А еще в ходе допроса мне почудились интонации не очень умелой вербовочной беседы. Неужто и здесь начальство настолько жестко требует дутых показателей, что они готовы первого встречного-поперечного в стукачи записать? С другой стороны, не исключено, что околоточный, пользуясь случаем натаскивает малоопытного подчиненного. То-то Никодим то и дело зыркает исподтишка, да прикусив от усердия кончик языка, истово конспектирует за начальником. В любом случае, если околоточный явно попытается склонить меня к сотрудничеству, появляется реальный шанс поторговаться. А пока я решил проверить это предположение, слегка поддразнив Селиверстова.
– Итак, что вы имеете нам сообщить? – как ни в чем ни бывало, словно и не он грубил минуту назад, прервал затянувшуюся паузу околоточный.

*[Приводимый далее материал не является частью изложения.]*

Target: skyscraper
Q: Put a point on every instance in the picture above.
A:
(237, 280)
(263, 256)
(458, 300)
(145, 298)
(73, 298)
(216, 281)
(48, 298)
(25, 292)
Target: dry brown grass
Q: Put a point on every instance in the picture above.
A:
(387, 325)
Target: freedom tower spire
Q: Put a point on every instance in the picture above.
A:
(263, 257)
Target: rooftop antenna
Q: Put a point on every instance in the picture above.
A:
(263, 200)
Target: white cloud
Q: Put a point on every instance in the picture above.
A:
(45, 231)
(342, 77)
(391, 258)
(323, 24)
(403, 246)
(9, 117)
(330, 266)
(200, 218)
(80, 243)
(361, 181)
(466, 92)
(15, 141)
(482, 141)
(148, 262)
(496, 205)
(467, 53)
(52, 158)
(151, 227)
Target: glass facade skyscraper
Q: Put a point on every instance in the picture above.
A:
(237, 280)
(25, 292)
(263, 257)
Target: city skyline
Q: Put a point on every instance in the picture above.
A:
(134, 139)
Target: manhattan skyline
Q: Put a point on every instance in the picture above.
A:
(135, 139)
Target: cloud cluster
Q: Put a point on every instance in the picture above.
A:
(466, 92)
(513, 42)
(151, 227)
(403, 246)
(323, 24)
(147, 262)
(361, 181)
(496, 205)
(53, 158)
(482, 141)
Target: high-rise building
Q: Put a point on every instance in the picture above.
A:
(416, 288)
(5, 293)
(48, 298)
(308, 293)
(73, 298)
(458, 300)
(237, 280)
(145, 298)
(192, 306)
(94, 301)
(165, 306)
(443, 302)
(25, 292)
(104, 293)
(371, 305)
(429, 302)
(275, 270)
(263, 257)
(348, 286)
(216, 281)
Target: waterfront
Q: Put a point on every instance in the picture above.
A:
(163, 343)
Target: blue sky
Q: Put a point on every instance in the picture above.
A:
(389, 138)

– О чем, собственно? – приподнял я брови, демонстрируя искреннее непонимание.
– Насчет убийства господина Прохорова нынешней ночью, – вновь насупился полицейский.
– А кто это? – тут я уже не играл, так как названная фамилия мне действительно ни о чем не говорила.
– Вас же половина посада видала возле его тела? – неподдельно возмутился Селиверстов.
– Так это, которого рядом с трактиром нашли, что ли? – на всякий случай уточнил я.
– А вам еще где-нибудь нынче на мертвецов натыкались? – тут же напрягся околоточный.
– Боже упаси, – входя в роль, театрально всплеснул я ладонями. – С детства покойников робею.
– Значит, вы утверждаете, что не знали убитого господина Прохорова? – не унимался Селиверстов.
– Да в первый раз о таком слышу! – нервно повысил я голос.
– Тогда с какой целью вы крутились возле его трупа? – продолжал гнуть свое околоточный.
– Исключительно из праздного любопытства, знаете ли. Насколько я понимаю, оно, то бишь любопытство, пока еще ненаказуемо, – с ядовитой улыбкой проникновенно поинтересовался я у полицейского.
– А документов, значит, у вас никаких нет? – налился темной кровью околоточный, не зная к чему еще прицепиться.
– Так я ж говорил уже, нету. Ну, так случилось, потерял. С кем не бывает? – с тяжким вздохом развел я руками.
– А какие документы потеряли? – едва сдерживая кипящий внутри гнев, прошипел Селиверстов.
– Так все что были, те и потерял, – как ни в чем не бывало, беззаботно ответил я, склонив голову к плечу и разглядывая клочок весело голубеющего в квадрате решетки неба.
И тут околоточный, не выдержав, взвился. Подскочил ко мне в упор, подскакивая, как клоун на арене, потрясая сжатыми кулаками, и бешено брызгая слюной, заорал прямо в лицо:
– Так ты глумиться вздумал, сукин сын?!!! На каторге, в железе сгниешь!!!